A few weeks ago, I taught a fresh pasta class. I included a semolina egg pasta recipe. The students in the class had never seen semolina flour before, even though all of them had eaten plenty of dried pasta all their lives.
Under Italian law, pasta secca (dry pasta) can only be made with durum wheat flour or durum wheat semolina. This is the same flour used to make semolina couscous. In fact, an Italian mill is a major supplier of semolina to Algeria's SIM couscous company, the world's second largest couscous manufacturer.
Leftover couscous is often eaten for breakfast with a little sugar and raisins or currants and a glass of lben (buttermilk or kefir). If you think about it, this isn't different from having semolina porridge, cream of wheat, grits or polenta for breakfast. Except that breakfast couscous is not cooked down into gruel.
Brik is a common street food breakfast dish in Algeria and Tunisia. The gossamer thin pastry sheets are made from a semolina based dough. The result is a delicate, crackling crisp fried pastry that is unlike any other pastry in the world.

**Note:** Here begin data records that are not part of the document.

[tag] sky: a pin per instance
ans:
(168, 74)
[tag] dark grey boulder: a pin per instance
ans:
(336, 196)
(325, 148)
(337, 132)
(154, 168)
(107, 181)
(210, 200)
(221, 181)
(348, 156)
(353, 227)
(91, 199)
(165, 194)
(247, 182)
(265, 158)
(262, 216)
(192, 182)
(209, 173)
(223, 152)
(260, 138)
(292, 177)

Common breakfast dishes are semolina pancakes or crepes drizzled with honey, called baghrir or ghraif.
Layered semolina flatbread or melloui (similar to a paratha)
And quick semolina bread (harsha) often perfumed with anise seeds or orange zest. Harsha can be baked in the bottom of a flameware tagine (you guessed it). Traditionally, harsha is also made as griddle cakes. Baked harsha is a bit like cornbread, but milder in flavor and more tender. In fact, some traditional North African harsha recipes are made with cornmeal. Prepared as griddle cakes, well, they are basically pancakes.
American home cooks might want to experiement with different flavors for baked harsha. It would delicious with poppy seeds and lemon zest for example. Or brushed with blood orange syrup.